Should Investors Choose IonQ Over a More Established Quantum Computing Stock?
IonQ has delivered technical innovations and massive growth, but it comes with a higher degree of risk.
By Will Healy

As investors look for opportunities in tech, many have turned to quantum computing. Amid the industry's growth, start-up companies such as IonQ (IONQ 0.91%) have come about to fill specific market niches.
Moreover, quantum has long attracted established tech companies like IBM and Google parent Alphabet. Unlike IonQ, these companies offer investors profits and stability, greatly lowering the risks for investors.
Still, they only derive a relatively small percentage of their revenue from quantum computing and would likely grow at a slower pace than IonQ. Knowing that, IonQ investors have to ask whether buying the pure-play quantum computing stock is worth the risk.
IonQ's competitive advantages
IonQ has stood out in its industry for its innovation. For one, quantum bits, often called qubits, can process data exponentially faster than traditional computer bits, but are highly error-prone. IonQ addresses this through trapped ions, which tend to have lower error rates than the superconducting qubits used by IBM and Google.
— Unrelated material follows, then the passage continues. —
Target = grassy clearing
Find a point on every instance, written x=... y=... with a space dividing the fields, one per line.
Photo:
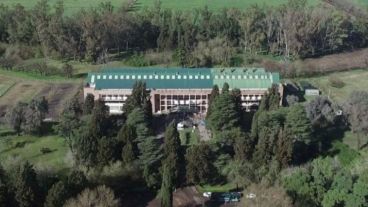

Moreover, trapped ions offer all-to-all connectivity. Thus, instead of only communicating with neighboring qubits, as is often the case, it allows for direct communication with any qubit within an ecosystem, greatly reducing overhead.
Furthermore, IonQ focuses on connecting quantum processors instead of merely trying to make processors larger. The company says that this could help systems scale better and avoid bottlenecks, and indeed, such innovations could turn IonQ into an industry powerhouse that greatly enriches its shareholders.
Financial challenges
Unfortunately, IonQ's financials remain challenged. Indeed, revenue in the first quarter of 2026 was $65 million, well above the $8 million in the year-ago quarter. Nonetheless, due to its $272 million operating loss in the quarter, IonQ is on track to continue bleeding cash.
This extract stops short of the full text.